Now he is an American himself and his country has continued to endure sweeping changes—two revolutions, the installation of American and Russian military bases and a profound outmigration that calls to mind the Irish fleeing the Potato Famine. At the end of the Soviet period, the Kyrgyz Republic boasted a population of just over five million people. Today, over one million Kyrgyz live abroad. I am of two minds about this; part of me is deeply saddened, knowing that the reason for this vast departure is both economic and political. The Kyrgyz Republic is a poor country and very few people see any opportunity for advancement at home. The other part of me is wryly amused, because until the Soviets forced them into collective farms and factories, the vast majority of Kyrgyz were nomadic, this most recent immigration just seems to bring their heritage into the 21st century.

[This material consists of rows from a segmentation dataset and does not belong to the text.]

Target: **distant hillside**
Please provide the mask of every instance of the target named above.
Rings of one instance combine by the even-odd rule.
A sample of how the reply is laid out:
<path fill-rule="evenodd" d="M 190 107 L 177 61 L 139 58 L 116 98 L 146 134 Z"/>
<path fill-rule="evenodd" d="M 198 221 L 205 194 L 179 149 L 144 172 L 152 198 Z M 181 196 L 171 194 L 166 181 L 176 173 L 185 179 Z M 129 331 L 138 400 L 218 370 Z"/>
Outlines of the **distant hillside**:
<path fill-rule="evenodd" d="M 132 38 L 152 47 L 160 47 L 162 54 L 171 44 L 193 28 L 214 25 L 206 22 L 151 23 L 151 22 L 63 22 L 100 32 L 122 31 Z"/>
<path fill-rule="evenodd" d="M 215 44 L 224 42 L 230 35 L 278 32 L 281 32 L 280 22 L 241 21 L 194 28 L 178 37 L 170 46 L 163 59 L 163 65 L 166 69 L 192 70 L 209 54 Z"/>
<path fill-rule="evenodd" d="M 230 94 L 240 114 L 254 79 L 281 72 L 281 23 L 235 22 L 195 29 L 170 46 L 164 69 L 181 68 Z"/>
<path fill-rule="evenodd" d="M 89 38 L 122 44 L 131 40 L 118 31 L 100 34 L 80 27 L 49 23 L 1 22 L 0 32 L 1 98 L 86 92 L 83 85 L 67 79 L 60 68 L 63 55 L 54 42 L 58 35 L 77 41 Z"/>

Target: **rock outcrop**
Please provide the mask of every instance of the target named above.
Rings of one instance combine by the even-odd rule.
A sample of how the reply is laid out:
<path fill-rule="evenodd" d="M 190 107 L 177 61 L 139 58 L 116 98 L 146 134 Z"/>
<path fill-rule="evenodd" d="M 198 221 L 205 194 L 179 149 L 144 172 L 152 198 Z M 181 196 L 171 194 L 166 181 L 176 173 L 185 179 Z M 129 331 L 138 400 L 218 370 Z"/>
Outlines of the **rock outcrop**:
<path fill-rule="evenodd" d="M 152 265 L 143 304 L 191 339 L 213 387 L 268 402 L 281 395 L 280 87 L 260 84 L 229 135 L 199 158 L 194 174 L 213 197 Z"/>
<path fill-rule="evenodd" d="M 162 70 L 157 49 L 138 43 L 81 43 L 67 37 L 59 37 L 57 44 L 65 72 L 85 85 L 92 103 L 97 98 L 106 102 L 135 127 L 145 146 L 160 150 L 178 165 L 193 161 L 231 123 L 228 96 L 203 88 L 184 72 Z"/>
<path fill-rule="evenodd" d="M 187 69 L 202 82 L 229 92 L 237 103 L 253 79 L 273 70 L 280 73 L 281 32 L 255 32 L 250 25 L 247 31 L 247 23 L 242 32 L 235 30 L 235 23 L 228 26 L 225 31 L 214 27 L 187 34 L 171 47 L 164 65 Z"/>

Lake Issyk-Kul, where it is rumored that the Apostle Matthew
is buried in an Armenian Monastery on the northern shore.
The Kyrgyz capital of Bishkek has been home to several major settlements dating back to the 6th century, but the city as it exists today was established by Russian Army engineers in the late 1880s. I smiled when I read that in the first official census in 1882, the city had a population of 2,135 people. Six were Kyrgyz. The history of the Kyrgyz is not written in cities or monuments, their culture developed on horseback, in yurts, in clans and tribes. Summers were spent in the mountains with their flocks, winters in the valleys. Their cultural knowledge was not found in books, but in song. Longest epic poem known to man? It’s Kyrgyz. A half a million poetic lines learned by heart and sung at special occasions. My wedding celebration featured part of the poem sung by my brother-in-law and his young son. Afterwards, he came up to me, deeply concerned that I had been frightened by the intensity and content of his retelling of Manas. I didn’t have the heart to tell him that all I heard was a very rhythmic, “Blah, blah, blah! Blah, blah, blah!” You can see a version of Manas being sung here.

I did not know when I married my husband fifteen years ago that I also married into the entire family of Kyrgyz people, for in their tradition when a man takes a bride, she becomes a member of his tribe. While my utterly modern computer programmer husband brushes off being a member of the White Deer tribe, I still remember an occasion when I had been asked to be an interpreter for a high-level Kyrgyz government official at a lecture. I had never met this man, an adviser to their President, and when we were introduced, I was presented not with my professional credentials, but as a Kyrgyz wife. 

Yurt with family at a traditional gathering.
Photo: Tracing Tea/Shutterstock.com

Towards the end of the afternoon, I was mortified when an eminent scholar in the audience stood up and challenged how I had interpreted part of the talk into English. The President’s man replied that I had, in fact, correctly interpreted what he had meant to say. Afterwards, as we said good-byes, he pulled me close, laid a gentle kiss just beneath my hairline and said, “Thank you, daughter.” It was that day that I realized what it meant to be part of my husband’s tribe, my husband’s people.

Many years have gone by since that gentle encouragement from that man, but I have never forgotten it. Today, I live a dual life, one of my own making – that of an independent and outspoken American woman and one that I was adopted into, that of a Kyrgyz wife. So, while you may see a typical suburban housewife dressed in sweats, ponytail swinging, I know that I am the adopted daughter of a very special people who live on the Roof the World.